L’atto persecutorio denunciato da Piras comincia esattamente un anno fa. Nel mese di settembre l’uomo riceve dall’agenzia di riscossione l’avviso di pagamento della terza rata dei coltivatori diretti relativa al 2013. Certo di aver adempiuto nei tempi agli obblighi contributivi Giovanni Piras cerca un chiarimento direttamente con l’Inps di Ghilarza. «L’operatore fa una verifica e constata che sono in regola», racconta l’uomo. «Il dipendente s’incarica di comunicare tutto alla sede provinciale dell’ Inps e qualche tempo dopo ricevo una lettera in cui l’istituto previdenziale si scusa per il disguido informandomi di aver chiarito la mia posizione con l’Ufficio delle Entrate».

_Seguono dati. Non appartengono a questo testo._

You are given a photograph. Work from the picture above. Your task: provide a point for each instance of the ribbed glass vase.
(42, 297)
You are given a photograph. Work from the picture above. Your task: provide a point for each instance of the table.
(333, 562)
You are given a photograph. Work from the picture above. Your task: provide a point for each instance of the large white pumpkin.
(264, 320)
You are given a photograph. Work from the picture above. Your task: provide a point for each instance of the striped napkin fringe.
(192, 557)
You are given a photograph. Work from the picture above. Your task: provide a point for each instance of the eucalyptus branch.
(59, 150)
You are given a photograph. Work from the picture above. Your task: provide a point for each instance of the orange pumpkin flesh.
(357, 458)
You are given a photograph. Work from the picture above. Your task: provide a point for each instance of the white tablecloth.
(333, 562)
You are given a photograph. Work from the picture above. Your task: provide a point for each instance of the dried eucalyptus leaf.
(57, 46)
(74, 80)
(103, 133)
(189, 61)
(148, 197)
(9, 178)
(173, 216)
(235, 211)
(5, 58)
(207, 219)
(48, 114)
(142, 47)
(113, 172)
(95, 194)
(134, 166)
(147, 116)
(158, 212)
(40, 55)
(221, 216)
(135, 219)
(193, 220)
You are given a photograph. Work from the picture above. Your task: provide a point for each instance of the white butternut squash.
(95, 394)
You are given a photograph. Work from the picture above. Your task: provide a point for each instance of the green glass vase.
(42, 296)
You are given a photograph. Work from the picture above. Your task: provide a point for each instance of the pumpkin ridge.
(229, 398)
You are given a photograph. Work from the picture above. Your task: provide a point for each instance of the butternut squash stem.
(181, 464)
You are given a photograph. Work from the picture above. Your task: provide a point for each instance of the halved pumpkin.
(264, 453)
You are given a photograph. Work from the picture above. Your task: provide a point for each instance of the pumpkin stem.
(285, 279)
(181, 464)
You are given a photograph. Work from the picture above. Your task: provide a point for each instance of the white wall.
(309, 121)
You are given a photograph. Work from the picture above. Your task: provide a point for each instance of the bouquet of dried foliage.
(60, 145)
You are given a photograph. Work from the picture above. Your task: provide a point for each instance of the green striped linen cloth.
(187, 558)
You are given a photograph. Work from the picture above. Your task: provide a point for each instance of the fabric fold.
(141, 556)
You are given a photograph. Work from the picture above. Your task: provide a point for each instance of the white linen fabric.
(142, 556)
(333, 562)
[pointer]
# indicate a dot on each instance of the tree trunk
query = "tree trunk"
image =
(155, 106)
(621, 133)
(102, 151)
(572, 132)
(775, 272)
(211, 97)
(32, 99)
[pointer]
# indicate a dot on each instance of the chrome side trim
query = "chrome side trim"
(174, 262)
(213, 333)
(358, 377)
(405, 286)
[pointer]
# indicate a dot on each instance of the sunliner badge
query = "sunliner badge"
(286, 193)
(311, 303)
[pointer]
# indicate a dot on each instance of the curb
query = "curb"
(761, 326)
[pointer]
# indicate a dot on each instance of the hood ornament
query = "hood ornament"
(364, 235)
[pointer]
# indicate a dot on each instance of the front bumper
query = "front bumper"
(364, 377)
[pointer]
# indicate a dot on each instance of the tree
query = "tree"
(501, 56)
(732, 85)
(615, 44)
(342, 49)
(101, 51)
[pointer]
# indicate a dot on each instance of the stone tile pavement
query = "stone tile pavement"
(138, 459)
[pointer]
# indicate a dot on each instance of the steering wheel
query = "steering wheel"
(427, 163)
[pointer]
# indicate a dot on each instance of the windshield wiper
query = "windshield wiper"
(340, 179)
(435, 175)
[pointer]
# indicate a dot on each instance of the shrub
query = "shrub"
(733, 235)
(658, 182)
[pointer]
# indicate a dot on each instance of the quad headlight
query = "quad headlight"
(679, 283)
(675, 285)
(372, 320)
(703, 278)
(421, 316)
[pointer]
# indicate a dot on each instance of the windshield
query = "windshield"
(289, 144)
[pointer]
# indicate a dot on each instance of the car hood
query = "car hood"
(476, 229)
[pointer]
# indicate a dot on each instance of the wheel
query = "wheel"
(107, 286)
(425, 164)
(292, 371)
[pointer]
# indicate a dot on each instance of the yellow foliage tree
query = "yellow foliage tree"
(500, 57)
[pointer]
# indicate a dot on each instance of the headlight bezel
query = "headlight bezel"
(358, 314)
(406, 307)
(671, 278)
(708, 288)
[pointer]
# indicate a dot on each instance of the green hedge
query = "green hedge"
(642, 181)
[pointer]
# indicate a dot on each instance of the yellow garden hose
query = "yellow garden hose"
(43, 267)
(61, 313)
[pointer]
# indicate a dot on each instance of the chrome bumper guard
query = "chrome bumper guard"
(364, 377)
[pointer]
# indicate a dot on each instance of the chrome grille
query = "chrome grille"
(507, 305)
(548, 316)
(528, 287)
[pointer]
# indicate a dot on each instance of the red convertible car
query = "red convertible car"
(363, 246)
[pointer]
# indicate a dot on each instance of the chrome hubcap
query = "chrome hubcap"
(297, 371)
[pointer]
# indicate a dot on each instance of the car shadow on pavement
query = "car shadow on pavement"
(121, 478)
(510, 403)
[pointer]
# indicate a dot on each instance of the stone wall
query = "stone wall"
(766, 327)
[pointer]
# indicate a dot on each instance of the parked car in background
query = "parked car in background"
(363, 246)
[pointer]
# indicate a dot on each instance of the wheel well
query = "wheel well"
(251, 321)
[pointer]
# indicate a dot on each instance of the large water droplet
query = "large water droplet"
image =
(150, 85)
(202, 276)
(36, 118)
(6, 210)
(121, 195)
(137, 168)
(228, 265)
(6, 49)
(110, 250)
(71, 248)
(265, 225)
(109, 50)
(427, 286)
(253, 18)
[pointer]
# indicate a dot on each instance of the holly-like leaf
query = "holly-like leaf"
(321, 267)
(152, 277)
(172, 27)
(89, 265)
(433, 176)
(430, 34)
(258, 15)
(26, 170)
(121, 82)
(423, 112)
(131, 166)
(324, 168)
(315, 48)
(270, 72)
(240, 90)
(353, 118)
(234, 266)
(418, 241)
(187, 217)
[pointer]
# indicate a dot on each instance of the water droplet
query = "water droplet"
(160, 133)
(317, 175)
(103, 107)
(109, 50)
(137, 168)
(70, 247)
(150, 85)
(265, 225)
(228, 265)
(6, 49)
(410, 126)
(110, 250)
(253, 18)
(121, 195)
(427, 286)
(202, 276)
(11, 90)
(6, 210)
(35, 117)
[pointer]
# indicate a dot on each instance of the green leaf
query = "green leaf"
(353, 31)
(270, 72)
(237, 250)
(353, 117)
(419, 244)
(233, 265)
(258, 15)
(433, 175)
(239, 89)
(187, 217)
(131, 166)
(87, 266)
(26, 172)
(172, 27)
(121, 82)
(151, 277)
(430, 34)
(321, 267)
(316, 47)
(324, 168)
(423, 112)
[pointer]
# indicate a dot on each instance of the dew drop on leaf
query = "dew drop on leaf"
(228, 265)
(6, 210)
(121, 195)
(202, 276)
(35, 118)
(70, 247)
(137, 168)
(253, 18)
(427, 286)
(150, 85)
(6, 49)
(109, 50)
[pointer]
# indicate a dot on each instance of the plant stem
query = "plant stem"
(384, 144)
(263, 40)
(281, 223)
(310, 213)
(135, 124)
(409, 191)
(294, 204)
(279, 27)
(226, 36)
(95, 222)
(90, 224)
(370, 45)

Il problema sembra risolto e invece l’allevatore si vede recapitare un nuovo sollecito. A quel punto l’imprenditore agricolo dà tutto in mano al patronato che a gennaio lo informa di aver dipanato la matassa. Quando la situazione appare definitivamente appianata arriva la brutta sorpresa: un’ingiunzione di pagamento che dà al presunto contribuente insolvente 120 giorni di tempo per estinguere il debito.

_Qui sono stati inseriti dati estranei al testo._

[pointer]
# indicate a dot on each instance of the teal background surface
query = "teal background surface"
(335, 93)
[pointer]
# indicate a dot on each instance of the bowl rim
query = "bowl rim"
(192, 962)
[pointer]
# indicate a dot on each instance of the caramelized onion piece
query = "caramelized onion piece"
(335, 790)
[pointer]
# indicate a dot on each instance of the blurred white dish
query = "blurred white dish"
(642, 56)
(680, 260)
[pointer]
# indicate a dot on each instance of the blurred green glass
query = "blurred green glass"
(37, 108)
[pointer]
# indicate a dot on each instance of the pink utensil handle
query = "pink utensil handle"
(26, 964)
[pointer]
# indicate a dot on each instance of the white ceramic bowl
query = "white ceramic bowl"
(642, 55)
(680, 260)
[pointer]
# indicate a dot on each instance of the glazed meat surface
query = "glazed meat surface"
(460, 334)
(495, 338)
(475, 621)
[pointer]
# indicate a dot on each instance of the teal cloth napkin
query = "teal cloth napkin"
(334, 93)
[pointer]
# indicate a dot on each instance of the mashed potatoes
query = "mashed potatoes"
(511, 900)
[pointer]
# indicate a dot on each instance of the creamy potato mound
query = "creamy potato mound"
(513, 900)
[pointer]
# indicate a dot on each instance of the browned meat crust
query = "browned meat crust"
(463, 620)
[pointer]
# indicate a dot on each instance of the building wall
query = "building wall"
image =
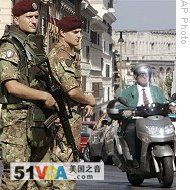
(156, 48)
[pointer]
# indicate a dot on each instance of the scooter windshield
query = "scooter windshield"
(152, 109)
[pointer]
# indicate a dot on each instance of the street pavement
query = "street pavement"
(117, 180)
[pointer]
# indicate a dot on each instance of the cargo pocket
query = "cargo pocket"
(38, 136)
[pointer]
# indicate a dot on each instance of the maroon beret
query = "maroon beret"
(24, 6)
(69, 23)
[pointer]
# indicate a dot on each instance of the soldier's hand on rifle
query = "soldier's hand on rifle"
(49, 101)
(91, 100)
(89, 110)
(58, 122)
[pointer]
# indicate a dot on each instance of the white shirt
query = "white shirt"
(148, 94)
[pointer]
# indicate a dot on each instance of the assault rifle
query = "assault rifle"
(63, 112)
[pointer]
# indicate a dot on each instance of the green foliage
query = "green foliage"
(168, 83)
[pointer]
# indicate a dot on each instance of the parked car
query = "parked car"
(96, 147)
(87, 127)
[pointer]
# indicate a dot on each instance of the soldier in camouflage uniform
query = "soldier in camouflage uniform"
(65, 65)
(23, 99)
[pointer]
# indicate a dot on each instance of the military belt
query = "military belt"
(17, 106)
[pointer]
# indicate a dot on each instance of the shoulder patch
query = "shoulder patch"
(10, 53)
(68, 62)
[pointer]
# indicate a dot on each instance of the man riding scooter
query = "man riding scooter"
(139, 94)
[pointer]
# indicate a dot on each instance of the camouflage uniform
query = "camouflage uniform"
(17, 119)
(66, 69)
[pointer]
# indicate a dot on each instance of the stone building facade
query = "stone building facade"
(96, 45)
(155, 47)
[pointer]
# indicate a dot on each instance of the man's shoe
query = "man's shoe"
(132, 163)
(135, 163)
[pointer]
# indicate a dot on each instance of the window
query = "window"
(152, 46)
(85, 25)
(83, 83)
(96, 89)
(108, 93)
(110, 4)
(94, 37)
(72, 1)
(107, 71)
(102, 63)
(110, 48)
(169, 46)
(87, 53)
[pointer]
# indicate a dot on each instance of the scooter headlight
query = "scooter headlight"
(155, 130)
(169, 129)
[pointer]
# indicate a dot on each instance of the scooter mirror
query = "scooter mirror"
(123, 101)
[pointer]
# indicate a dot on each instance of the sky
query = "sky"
(145, 14)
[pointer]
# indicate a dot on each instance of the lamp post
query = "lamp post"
(120, 41)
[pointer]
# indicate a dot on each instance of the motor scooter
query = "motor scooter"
(156, 142)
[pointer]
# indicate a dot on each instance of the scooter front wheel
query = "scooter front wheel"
(134, 179)
(166, 174)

Pena il fermo amministrativo dell’auto o la confisca dei beni per un valore equivalente all’importo degli arretrati, che con il calcolo degli interessi di mora e delle spese di notifica nel frattempo sono passati da 567 a 684 euro. Non sono somme immense ma sono comunque elevate, soprattutto se regolarmente corrisposte».

«Io però avevo pagato puntualmente quella rata», ribadisce Giovanni Piras senza nascondere l’irritazione per la vessazione ingiustificata. «Non ho mai ricevuto una multa, né ho mai pagato in ritardo una bolletta, e invece ora mi ritrovo a dover dimostrare che sono in regola e a constatare che questo non basta», si lamenta l’allevatore, che esorta Equitalia e l’Agenzia delle Entrate a «controllare meglio la mia posizione senza costringermi per la terza volta a provare che io ho adempiuto ai miei obblighi contributivi, come faccio ininterrottamente da 31 anni». Un invito cortese e informale per arrivare a un chiarimento che non può che partire dal fatto che secondo l’allevatore e l’Inps non risultano somme a debito.